Horse operas aren’t for everyone. Hell, they aren’t even technically for horses. But I’ve got good news for anyone who has ever slurped a spaghetti-western, eaten up an oater, or injected a shoot-em-up: The Harder They Fall is the absolute shit.
Sure, cowboy cliches and tropes of revenge, fame, and peril frolic through fields like untamed, unsaddled mustangs. But the whole thing feels vibrant, fresh, and new, thanks to a focus on real-life historical Black outlaws and a heaping helping of style from writer/director Jeymes Samuel. Even if it’s a bit heavy on the flair and light on substance, there’s nothing wrong with being “All hat, no cattle” when the hat looks cute AF and red meat is bad for you.
A revenge tale that essentially rides the rails straight from point A to point B, only stopping to toot a wicked whistle now and again, The Harder They Fall follows Nat Love (Jonathan Majors) and his gang on a quest for revenge against Rufus Buck (Idris Elba) and his loyal malcontents. Both posses are peppered with pistoleers, like Jim Beckworth (RJ Cyler), whose declaration that he’s “lightning with the blam blams” is an early verbal contract promising that the film will, indeed, be a goddamned delight. Beckworth is on a collision course with Cherokee Bill (LaKeith Stanfield), much in the same way that Mary Fields (Zazie Beetz) is destined to square up with Trudy Smith (Regina King). Like a perversion of a Newtonian law of physics, the magnetism that relentlessly pulls future duelists towards one another is what holds Westerns together like gravity.
The whole thing is little more than the promise of gunfights followed by gunfights themselves. It’s all posturing and monologuing, explicit exposition, and lightning blam blams: a trifecta of fun executed at ten paces. The limited narrative twists aren’t so much real reveals or true surprises but refreshing-enough wrinkles. It’s amazing what you can get away with when you have a cast this good. I’m sorry, do you not want to watch Elba as a near-mythical death dealer, King as his hard-as-nails tortured beloved, Majors as either a good bad guy or a bad good guy, and Stanfield as a methodical murderer?
Samuel drops needles and cuts jumps as well as any Quentin or Edgar out there. But while there is a respect for the genre’s predecessors, The Harder They Fall doesn’t feel trapped within its own homage. It is not clip art of made from other artists or a sequence of references shaped to look like a movie. It is a redrawing of a classic painting, a still-life of a familiar subject in spray-painted graffiti.

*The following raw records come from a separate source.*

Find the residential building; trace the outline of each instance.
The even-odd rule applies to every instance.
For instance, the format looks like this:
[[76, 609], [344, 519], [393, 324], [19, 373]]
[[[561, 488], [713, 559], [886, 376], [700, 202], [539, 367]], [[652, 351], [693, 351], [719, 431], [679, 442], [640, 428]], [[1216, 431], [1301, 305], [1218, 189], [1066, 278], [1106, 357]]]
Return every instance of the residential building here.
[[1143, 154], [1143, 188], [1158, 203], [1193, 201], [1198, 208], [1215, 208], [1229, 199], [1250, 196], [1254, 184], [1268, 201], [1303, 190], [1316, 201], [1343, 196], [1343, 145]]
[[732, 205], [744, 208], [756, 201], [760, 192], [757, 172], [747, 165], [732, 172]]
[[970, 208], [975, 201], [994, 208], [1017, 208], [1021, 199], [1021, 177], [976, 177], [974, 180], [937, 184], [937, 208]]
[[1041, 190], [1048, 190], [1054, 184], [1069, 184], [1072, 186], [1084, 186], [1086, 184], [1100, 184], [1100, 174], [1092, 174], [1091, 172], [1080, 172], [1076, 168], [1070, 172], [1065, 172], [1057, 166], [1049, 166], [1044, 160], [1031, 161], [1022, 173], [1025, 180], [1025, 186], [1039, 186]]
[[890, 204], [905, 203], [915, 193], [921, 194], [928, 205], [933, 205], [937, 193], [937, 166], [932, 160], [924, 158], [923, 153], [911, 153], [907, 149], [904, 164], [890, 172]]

People far smarter than me can speak to the cultural significance of inverting racist expectations or, alternatively, whether the western itself is so inherently tainted that slapping a fresh coat of paint on the wagon doesn’t cover the Native blood on the wheels. What I can say is that The Harder They Fall is one of the most legitimately entertaining, slick and sleek blockbusters of the year. It is, to paraphrase the bard, “lightning with the blam blams.”
Grade = A
Other Critical Voices to Consider
K. Austin Collins at Rolling Stone says “The Harder They Fall is a good piece of wish-fulfillment pop. It knows what it is. It’s accomplished enough not to be mistaken for what it isn’t trying to be.”

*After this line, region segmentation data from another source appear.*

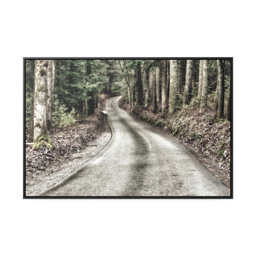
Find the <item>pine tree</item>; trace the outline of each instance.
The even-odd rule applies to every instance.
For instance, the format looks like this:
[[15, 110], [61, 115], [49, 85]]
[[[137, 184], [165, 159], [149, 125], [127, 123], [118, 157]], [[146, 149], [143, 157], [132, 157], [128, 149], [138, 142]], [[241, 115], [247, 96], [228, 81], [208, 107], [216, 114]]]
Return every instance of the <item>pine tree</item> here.
[[34, 143], [33, 148], [46, 145], [54, 148], [48, 136], [47, 127], [47, 104], [48, 97], [47, 77], [52, 71], [52, 61], [36, 60], [35, 62], [35, 104], [34, 104]]
[[179, 89], [178, 61], [170, 61], [170, 113], [176, 110], [177, 105], [177, 92]]
[[202, 109], [207, 106], [207, 89], [208, 89], [208, 60], [204, 60], [203, 81], [201, 95], [200, 109]]

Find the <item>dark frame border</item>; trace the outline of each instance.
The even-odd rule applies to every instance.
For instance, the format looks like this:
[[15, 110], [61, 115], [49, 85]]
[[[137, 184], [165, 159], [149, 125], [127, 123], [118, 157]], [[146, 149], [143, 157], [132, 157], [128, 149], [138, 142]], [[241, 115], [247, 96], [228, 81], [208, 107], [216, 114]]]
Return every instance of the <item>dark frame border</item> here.
[[[27, 196], [26, 195], [26, 60], [229, 60], [230, 61], [230, 196]], [[23, 199], [233, 199], [233, 57], [24, 57], [23, 58]]]

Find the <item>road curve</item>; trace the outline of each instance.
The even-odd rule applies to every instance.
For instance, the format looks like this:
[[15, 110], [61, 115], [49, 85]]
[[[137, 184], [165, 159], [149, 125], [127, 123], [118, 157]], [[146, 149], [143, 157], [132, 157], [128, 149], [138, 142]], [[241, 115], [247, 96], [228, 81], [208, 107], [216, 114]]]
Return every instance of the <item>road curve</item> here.
[[229, 196], [230, 189], [173, 138], [106, 104], [112, 138], [43, 196]]

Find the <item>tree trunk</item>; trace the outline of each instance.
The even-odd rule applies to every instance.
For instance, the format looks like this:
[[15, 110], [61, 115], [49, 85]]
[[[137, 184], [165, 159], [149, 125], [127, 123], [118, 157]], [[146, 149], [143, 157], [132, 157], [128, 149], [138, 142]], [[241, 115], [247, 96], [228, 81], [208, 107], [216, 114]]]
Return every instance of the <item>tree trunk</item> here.
[[145, 107], [147, 108], [150, 102], [150, 90], [149, 90], [149, 72], [150, 69], [147, 68], [145, 72]]
[[34, 138], [34, 104], [35, 104], [35, 82], [36, 79], [36, 65], [35, 65], [34, 82], [33, 83], [32, 102], [30, 114], [29, 128], [28, 130], [28, 138], [29, 141], [33, 141]]
[[179, 88], [178, 61], [170, 60], [170, 113], [172, 114], [176, 110]]
[[204, 70], [204, 60], [200, 60], [199, 64], [198, 95], [198, 99], [199, 100], [201, 100], [202, 89], [203, 88], [203, 70]]
[[200, 109], [202, 109], [207, 106], [207, 89], [208, 89], [208, 60], [204, 60], [203, 81], [201, 95]]
[[94, 99], [93, 92], [87, 92], [87, 96], [88, 99], [86, 102], [86, 114], [88, 116], [94, 113]]
[[47, 61], [47, 104], [46, 109], [46, 122], [47, 124], [47, 129], [50, 129], [52, 127], [52, 84], [53, 84], [53, 60]]
[[166, 90], [166, 78], [167, 78], [167, 60], [163, 61], [163, 74], [162, 74], [162, 112], [167, 109], [167, 90]]
[[227, 108], [227, 119], [228, 121], [231, 121], [231, 80], [230, 80], [228, 90], [228, 106]]
[[225, 61], [217, 60], [218, 83], [219, 84], [219, 99], [218, 100], [217, 119], [220, 119], [224, 115], [224, 65]]
[[[36, 60], [35, 62], [35, 105], [34, 105], [34, 144], [33, 148], [45, 145], [51, 150], [54, 146], [49, 138], [47, 129], [47, 104], [48, 97], [47, 74], [52, 67], [49, 60]], [[52, 86], [52, 84], [51, 84]]]
[[157, 106], [160, 105], [160, 68], [157, 67], [156, 70], [156, 103]]
[[186, 60], [180, 60], [178, 61], [179, 67], [179, 101], [182, 102], [183, 92], [186, 83]]
[[190, 100], [191, 99], [192, 93], [192, 68], [193, 68], [193, 60], [187, 60], [187, 67], [186, 72], [186, 83], [185, 89], [183, 99], [183, 104], [188, 105], [189, 104]]
[[136, 102], [136, 98], [135, 98], [136, 72], [133, 69], [132, 70], [132, 106], [134, 106], [135, 104], [135, 102]]
[[142, 105], [143, 102], [143, 87], [141, 80], [141, 67], [140, 62], [137, 64], [137, 102], [140, 106]]
[[122, 72], [124, 74], [124, 77], [125, 77], [125, 81], [126, 81], [126, 84], [127, 85], [128, 100], [129, 100], [129, 105], [130, 106], [130, 109], [131, 109], [132, 108], [132, 102], [131, 102], [131, 92], [130, 92], [131, 90], [130, 90], [130, 83], [129, 83], [129, 79], [128, 70], [127, 70], [127, 68], [126, 67], [125, 62], [124, 60], [124, 67], [125, 67], [125, 73], [124, 72], [124, 68], [123, 68], [123, 67], [122, 67], [122, 65], [121, 65], [121, 61], [119, 60], [118, 60], [118, 63], [119, 63], [120, 67], [121, 68]]

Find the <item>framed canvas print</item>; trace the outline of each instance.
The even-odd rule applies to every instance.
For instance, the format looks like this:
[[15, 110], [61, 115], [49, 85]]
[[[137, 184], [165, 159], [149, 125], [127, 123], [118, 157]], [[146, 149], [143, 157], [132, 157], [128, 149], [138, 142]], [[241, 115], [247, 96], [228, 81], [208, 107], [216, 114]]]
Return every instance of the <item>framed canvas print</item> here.
[[232, 58], [24, 58], [24, 198], [232, 198]]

Aisha Jordan at Black Nerd Problems says “The real history of cowboys begins as all things do – slavery. The cowboy was the boy who tended to the cows, yea the slave. But I digress in the western reality that tinsel town never wanted to depict, was cowboys consisted of Mexican, Black, and Native people and was run by women. (Forreal look it up). The point is, this cast is a better representation of a western than John Wayne and Clint Eastwood flicks could ever be. It brings a smile to your face as these talented eight play on the screen.”

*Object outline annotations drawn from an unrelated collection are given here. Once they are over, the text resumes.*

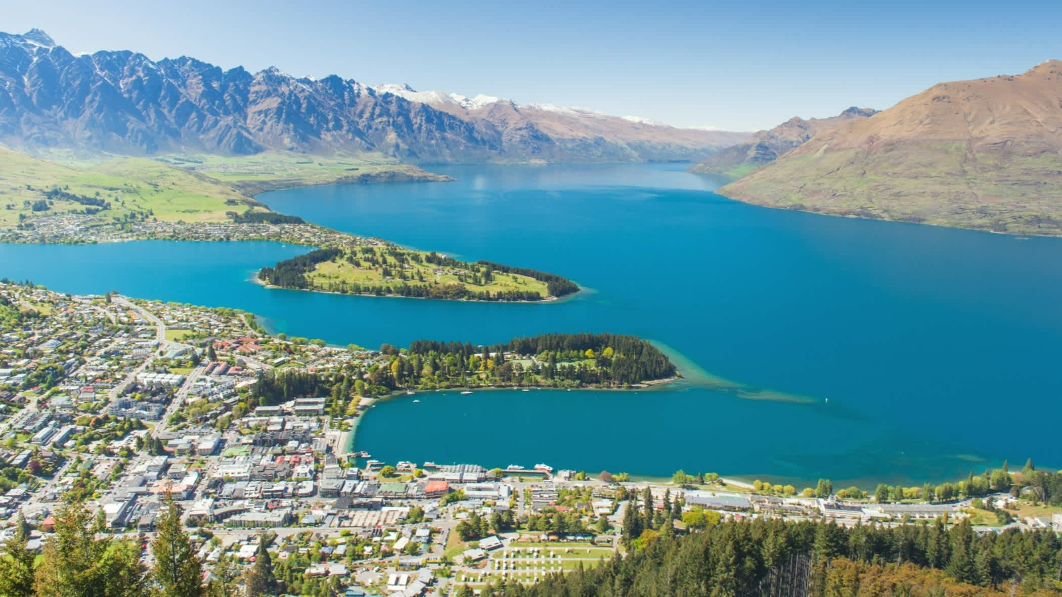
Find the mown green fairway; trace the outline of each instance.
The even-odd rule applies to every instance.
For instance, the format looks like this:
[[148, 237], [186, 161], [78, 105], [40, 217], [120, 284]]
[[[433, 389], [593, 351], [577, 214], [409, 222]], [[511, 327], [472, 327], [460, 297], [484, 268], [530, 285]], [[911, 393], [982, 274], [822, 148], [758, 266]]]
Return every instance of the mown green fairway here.
[[[366, 251], [372, 251], [371, 254]], [[392, 253], [402, 256], [399, 262]], [[410, 286], [448, 286], [460, 285], [475, 292], [534, 292], [543, 298], [549, 296], [544, 282], [521, 274], [506, 274], [496, 272], [490, 280], [469, 270], [453, 267], [436, 266], [427, 262], [429, 255], [425, 251], [412, 251], [395, 248], [359, 248], [357, 254], [347, 253], [330, 261], [318, 263], [315, 269], [307, 274], [307, 278], [315, 287], [323, 290], [338, 290], [343, 285], [358, 284], [361, 286], [400, 285]], [[353, 257], [353, 262], [352, 262]], [[419, 258], [419, 259], [418, 259]], [[481, 269], [477, 265], [469, 268]]]

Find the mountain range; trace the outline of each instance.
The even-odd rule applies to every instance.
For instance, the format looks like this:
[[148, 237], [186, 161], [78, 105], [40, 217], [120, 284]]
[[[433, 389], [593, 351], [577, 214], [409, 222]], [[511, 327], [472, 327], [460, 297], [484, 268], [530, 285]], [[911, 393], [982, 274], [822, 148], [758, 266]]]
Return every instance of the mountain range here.
[[1062, 234], [1062, 61], [933, 85], [719, 192], [823, 214]]
[[[460, 98], [460, 100], [458, 99]], [[412, 163], [701, 159], [747, 134], [406, 85], [250, 72], [0, 33], [0, 142], [127, 155], [379, 152]]]
[[765, 164], [774, 161], [787, 151], [800, 147], [811, 137], [829, 131], [841, 122], [869, 118], [875, 114], [877, 114], [876, 109], [853, 106], [832, 118], [805, 120], [793, 117], [770, 131], [758, 131], [736, 146], [719, 150], [704, 161], [692, 166], [689, 171], [735, 178], [743, 176]]

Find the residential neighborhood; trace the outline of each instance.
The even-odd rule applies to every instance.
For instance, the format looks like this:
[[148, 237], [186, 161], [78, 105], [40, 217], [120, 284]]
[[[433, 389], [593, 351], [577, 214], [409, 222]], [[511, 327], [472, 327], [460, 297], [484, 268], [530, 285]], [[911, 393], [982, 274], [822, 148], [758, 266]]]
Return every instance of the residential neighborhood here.
[[[724, 518], [889, 526], [971, 516], [971, 499], [788, 495], [715, 475], [639, 482], [545, 464], [384, 463], [350, 451], [377, 397], [270, 400], [258, 387], [281, 374], [369, 379], [386, 362], [378, 352], [272, 338], [232, 309], [117, 294], [4, 283], [0, 304], [0, 515], [24, 518], [34, 549], [72, 496], [99, 513], [101, 531], [140, 538], [172, 499], [208, 566], [247, 565], [267, 538], [304, 593], [325, 583], [412, 597], [595, 566], [626, 549], [627, 510], [646, 504], [678, 533]], [[1018, 506], [1006, 492], [982, 501]], [[1062, 515], [975, 530], [1012, 526], [1062, 530]]]

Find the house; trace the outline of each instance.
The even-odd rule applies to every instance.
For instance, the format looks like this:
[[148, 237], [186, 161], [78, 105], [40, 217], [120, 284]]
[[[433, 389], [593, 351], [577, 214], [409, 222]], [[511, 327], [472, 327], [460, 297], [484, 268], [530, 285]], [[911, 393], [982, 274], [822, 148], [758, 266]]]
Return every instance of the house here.
[[425, 497], [442, 497], [449, 493], [450, 484], [446, 481], [432, 480], [424, 485]]
[[486, 559], [486, 551], [482, 549], [465, 549], [461, 556], [464, 557], [465, 563], [479, 562], [480, 560]]
[[291, 411], [295, 416], [321, 416], [325, 413], [325, 399], [296, 398]]
[[708, 510], [752, 510], [752, 501], [743, 495], [704, 491], [686, 492], [686, 506], [700, 506]]

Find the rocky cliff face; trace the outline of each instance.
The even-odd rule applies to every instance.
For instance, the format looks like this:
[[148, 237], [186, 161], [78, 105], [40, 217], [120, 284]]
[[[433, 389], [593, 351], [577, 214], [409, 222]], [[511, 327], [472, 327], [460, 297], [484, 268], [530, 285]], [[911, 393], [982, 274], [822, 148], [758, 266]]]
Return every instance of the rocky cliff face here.
[[0, 33], [0, 142], [31, 152], [275, 149], [376, 151], [419, 163], [651, 160], [700, 158], [736, 135], [670, 126], [641, 136], [607, 127], [570, 133], [544, 125], [534, 110], [507, 105], [449, 109], [336, 75], [223, 70], [130, 51], [73, 55], [38, 30]]
[[770, 131], [759, 131], [743, 142], [712, 154], [704, 161], [689, 169], [690, 172], [743, 176], [756, 168], [770, 164], [784, 153], [795, 149], [811, 137], [829, 131], [847, 120], [868, 118], [877, 114], [876, 109], [850, 107], [832, 118], [791, 118]]

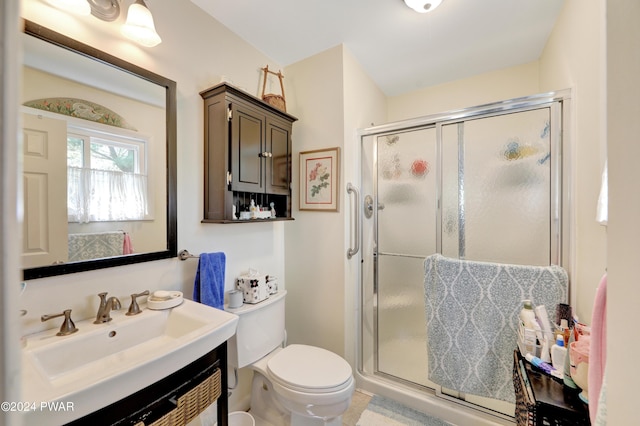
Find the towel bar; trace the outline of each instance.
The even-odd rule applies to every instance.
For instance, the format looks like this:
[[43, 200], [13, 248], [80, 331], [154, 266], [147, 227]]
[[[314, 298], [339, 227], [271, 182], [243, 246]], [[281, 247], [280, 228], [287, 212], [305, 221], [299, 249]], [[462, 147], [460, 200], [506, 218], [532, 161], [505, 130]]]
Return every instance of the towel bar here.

Dwight Brown at Dwight Brown Ink says “This cowboy tale is unapologetically strong and Afrocentric, a la Black Panther. It’s as cutting edge as it is retro. Expect action-loving Netflix watchers to gather around TVs like curious townsfolk eyeballing the gunfight at the O.K. Corral. If you like Westerns as much as you like black swagger—this one is calling your name.”